O Ministério Público Federal ajuizou uma ação civil pública solicitando que o Conselho Regional de Medicina de São Paulo (Cremesp) seja condenado a pagar 500 mil reais em danos morais coletivos por condutas irregulares contra a realização do aborto legal na rede pública de saúde.

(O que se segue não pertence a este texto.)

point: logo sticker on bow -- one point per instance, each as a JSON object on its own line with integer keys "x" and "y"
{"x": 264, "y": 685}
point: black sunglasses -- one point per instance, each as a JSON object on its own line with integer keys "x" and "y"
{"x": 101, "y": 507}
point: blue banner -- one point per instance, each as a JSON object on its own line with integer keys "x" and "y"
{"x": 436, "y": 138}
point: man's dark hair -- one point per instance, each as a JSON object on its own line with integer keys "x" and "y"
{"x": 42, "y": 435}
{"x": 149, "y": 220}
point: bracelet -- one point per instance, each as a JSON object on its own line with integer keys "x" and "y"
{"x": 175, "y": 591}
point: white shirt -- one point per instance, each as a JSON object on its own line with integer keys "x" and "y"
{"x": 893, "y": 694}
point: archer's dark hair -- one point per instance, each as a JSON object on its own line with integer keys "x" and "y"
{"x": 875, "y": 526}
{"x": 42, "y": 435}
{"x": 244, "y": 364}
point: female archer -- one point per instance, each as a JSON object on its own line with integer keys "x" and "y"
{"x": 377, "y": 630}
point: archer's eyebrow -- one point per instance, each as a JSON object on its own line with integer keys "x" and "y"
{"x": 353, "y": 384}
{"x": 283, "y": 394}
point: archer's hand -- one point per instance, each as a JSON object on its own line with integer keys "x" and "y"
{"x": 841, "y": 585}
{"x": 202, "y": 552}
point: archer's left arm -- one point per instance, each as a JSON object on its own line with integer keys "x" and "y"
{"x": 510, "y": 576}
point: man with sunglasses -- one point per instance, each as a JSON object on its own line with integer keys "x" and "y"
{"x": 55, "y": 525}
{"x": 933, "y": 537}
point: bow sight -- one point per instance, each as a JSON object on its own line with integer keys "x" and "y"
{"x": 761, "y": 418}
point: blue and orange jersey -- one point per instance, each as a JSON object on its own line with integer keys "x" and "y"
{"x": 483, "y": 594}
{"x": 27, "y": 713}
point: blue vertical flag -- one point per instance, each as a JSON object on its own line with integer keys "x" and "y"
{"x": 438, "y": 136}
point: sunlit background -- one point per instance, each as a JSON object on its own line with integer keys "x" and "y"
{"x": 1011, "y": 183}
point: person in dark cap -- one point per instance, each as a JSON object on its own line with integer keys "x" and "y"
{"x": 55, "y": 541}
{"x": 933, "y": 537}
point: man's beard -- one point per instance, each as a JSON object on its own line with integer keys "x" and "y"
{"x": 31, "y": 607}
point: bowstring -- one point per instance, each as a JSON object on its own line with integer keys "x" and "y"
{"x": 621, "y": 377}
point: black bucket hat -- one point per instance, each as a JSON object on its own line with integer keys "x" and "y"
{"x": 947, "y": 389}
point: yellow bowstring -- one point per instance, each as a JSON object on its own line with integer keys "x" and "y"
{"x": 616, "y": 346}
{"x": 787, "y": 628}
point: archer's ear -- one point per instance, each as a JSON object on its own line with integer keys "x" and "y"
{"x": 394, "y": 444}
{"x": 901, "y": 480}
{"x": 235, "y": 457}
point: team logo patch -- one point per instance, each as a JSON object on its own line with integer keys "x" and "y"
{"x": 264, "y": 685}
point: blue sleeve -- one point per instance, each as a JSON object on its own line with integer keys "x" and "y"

Segundo o MPF, o Cremesp abriu procedimentos disciplinares indevidos contra médicos que efetuaram o procedimento em grávidas com idade gestacional superior a 20 semanas no hospital municipal Vila Nova Cachoeirinha, na capital paulista. Os casos referiam-se a gestações originadas de estupro, nos quais a legislação prevê a possibilidade do aborto, independentemente do tempo de gravidez.
Ainda de acordo com o Ministério, o órgão efetuou uma vistoria no hospital, em dezembro de 2023, e requisitou os prontuários de mulheres que haviam se submetido ao procedimento de aborto legal nos dois meses anteriores. Durante a apuração do MPF, o Conselho não conseguiu demonstrar que havia justa causa para as diligências e instauração de procedimentos ético-disciplinares, tampouco para utilização dos dados sensíveis das pacientes acessados irregularmente.
O entendimento do MPF é o de que, ao acessar os documentos sem consentimento das pacientes e dos profissionais e utilizá-los para embasar os atos administrativos, a entidade violou o sigilo médico, garantido pela Constituição, pelo Código de Ética Médica e pela Lei Geral de Proteção de Dados Pessoais (LGPD).
Acrescenta que, de acordo com a legislação, os dados pessoais das pacientes deveriam ter sido protegidos pela Secretaria Municipal de Saúde e pelo Cremesp, e não poderiam ter sido utilizados nas sindicâncias e procedimentos do Conselho. A Secretaria teria que ter ocultado os dados pessoais dos documentos antes de disponibilizá-los ao Cremesp, que deveria ter garantido a proteção dos dados em seus procedimentos, o que não ocorreu.
No último dia 3, o Supremo Tribunal Federal determinou, no julgamento da Arguição de Descumprimento de Preceito Fundamental (ADPF) 1141/DF, a impossibilidade de utilização de dados sensíveis para instrução de procedimentos éticos disciplinares.
Para a autora da ação do MPF, a procuradora regional dos Direitos do Cidadão em São Paulo, Ana Letícia Absy, o pedido de indenização por danos morais coletivos se justifica pela extensão dos prejuízos que o Cremesp causou. “Tudo isso gerou um dano moral indiscutível aos médicos sujeitos aos processos ético-profissionais indevidos, às pacientes que tiveram seus prontuários médicos devassados e a toda a coletividade de meninas e mulheres que precisam realizar o abortamento legal e ficam desamparadas do atendimento médico necessário, pelo receio gerado entre os profissionais da área médica em realizar o procedimento abortivo, bem como pela criminalização indevida de conduta autorizada no ordenamento jurídico e que configura a melhor prática médica”, afirmou.
A legislação autoriza o aborto em quadros de risco à saúde da gestante e anencefalia fetal, assim como nos casos de estupro, mas algumas entidades médicas têm atuado indevidamente contra a realização do procedimento. Em abril deste ano, o Conselho Federal de Medicina editou uma resolução proibindo profissionais de todo o país de realizar a chamada assistolia fetal a partir de 22 semanas de gestação, quando a gravidez for originada de violência sexual e houver probabilidade de sobrevida do feto.
A assistolia é um procedimento que viabiliza a realização do aborto em gestações avançadas. A norma foi suspensa após uma liminar do STF em ação civil pública do MPF que questionou a legalidade da resolução.